Fatal error on setting memory permissions (`Fatal error... Check failed: 12 == (*__errno_location ())`)

Gabba90 commented 1 month ago

Version

v23.0.0

Platform

Linux ... 6.6.13-200.fc39.x86_64 #1 SMP PREEMPT_DYNAMIC Sat Jan 20 18:03:28 UTC 2024 x86_64 GNU/Linux

Subsystem

No response

What steps will reproduce the bug?

By repeatedly running Node, as simply installing dependencies of a project through the command node $(which npm) install in a while loop (see the script used for testing here).

For instance:

RETRIES=100
COUNT=0
NPM=$(which npm)

while [ $COUNT -lt $RETRIES ]; do
  node $NPM install
  COUNT=$((COUNT + 1))
done

How often does it reproduce? Is there a required condition?

Very often on specific platforms such as the one shown above.

What is the expected behavior? Why is that the expected behavior?

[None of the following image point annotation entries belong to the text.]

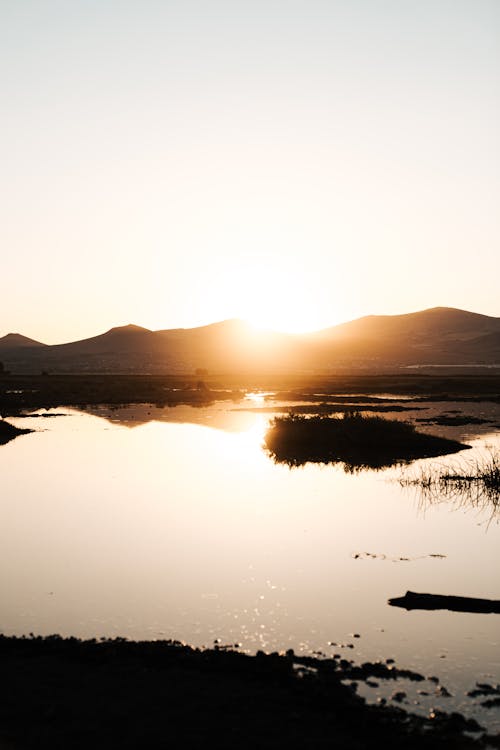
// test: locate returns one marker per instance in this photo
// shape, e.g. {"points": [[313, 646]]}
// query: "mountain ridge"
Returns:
{"points": [[438, 335]]}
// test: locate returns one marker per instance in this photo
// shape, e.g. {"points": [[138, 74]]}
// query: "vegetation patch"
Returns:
{"points": [[9, 432], [357, 440], [474, 483]]}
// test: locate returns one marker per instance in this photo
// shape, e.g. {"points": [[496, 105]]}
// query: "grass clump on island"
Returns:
{"points": [[475, 483], [9, 432], [357, 440]]}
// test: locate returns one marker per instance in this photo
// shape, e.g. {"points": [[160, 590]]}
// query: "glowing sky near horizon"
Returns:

Node should not fail and crash.

What do you see instead?

At same point Node crashes giving the following error, extracted from here:

# Fatal error in , line 0
# Check failed: 12 == (*__errno_location ()).
#
#
#
#FailureMessage Object: 0x7ffc54684900
----- Native stack trace -----
1: 0x107e621  [node]
 2: 0x2aba423 V8_Fatal(char const*, ...) [node]
 3: 0x2ac5066 v8::base::OS::SetPermissions(void*, unsigned long, v8::base::OS::MemoryPermission) [node]
 4: 0x14c1bfc v8::internal::CodeRange::InitReservation(v8::PageAllocator*, unsigned long) [node]
 5: 0x155982f v8::internal::Heap::SetUp(v8::internal::LocalHeap*) [node]
 6: 0x149ac92 v8::internal::Isolate::Init(v8::internal::SnapshotData*, v8::internal::SnapshotData*, v8::internal::SnapshotData*, bool) [node]
 7: 0x19ee994 v8::internal::Snapshot::Initialize(v8::internal::Isolate*) [node]
 8: 0x1315af6 v8::Isolate::Initialize(v8::Isolate*, v8::Isolate::CreateParams const&) [node]
 9: 0xed9a18 node::NewIsolate(v8::Isolate::CreateParams*, uv_loop_s*, node::MultiIsolatePlatform*, node::SnapshotData const*, node::IsolateSettings const&) [node]
10: 0x1043a6d node::NodeMainInstance::NodeMainInstance(node::SnapshotData const*, uv_loop_s*, node::MultiIsolatePlatform*, std::vector<std::__cxx11::basic_string<char, std::char_traits<char>, std::allocator<char> >, std::allocator<std::__cxx11::basic_string<char, std::char_traits<char>, std::allocator<char> > > > const&, std::vector<std::__cxx11::basic_string<char, std::char_traits<char>, std::allocator<char> >, std::allocator<std::__cxx11::basic_string<char, std::char_traits<char>, std::allocator<char> > > > const&) [node]
11: 0xf95806 node::Start(int, char**) [node]
12: 0x7feb3293a24a  [/lib/x86_64-linux-gnu/libc.so.6]
13: 0x7feb3293a305 __libc_start_main [/lib/x86_64-linux-gnu/libc.so.6]
14: 0xecff4e _start [node]
/scripts-195672-45065031/step_script: line 172:   884 Trace/breakpoint trap   (core dumped) node $NPM install

Additional information

The output of strace can be found here.

RareBodhi commented 1 month ago

Interestingly we just had all of our production services crash all at once, running on AWS EC2 instances with Node v20 and v22, all at once, all with the same error.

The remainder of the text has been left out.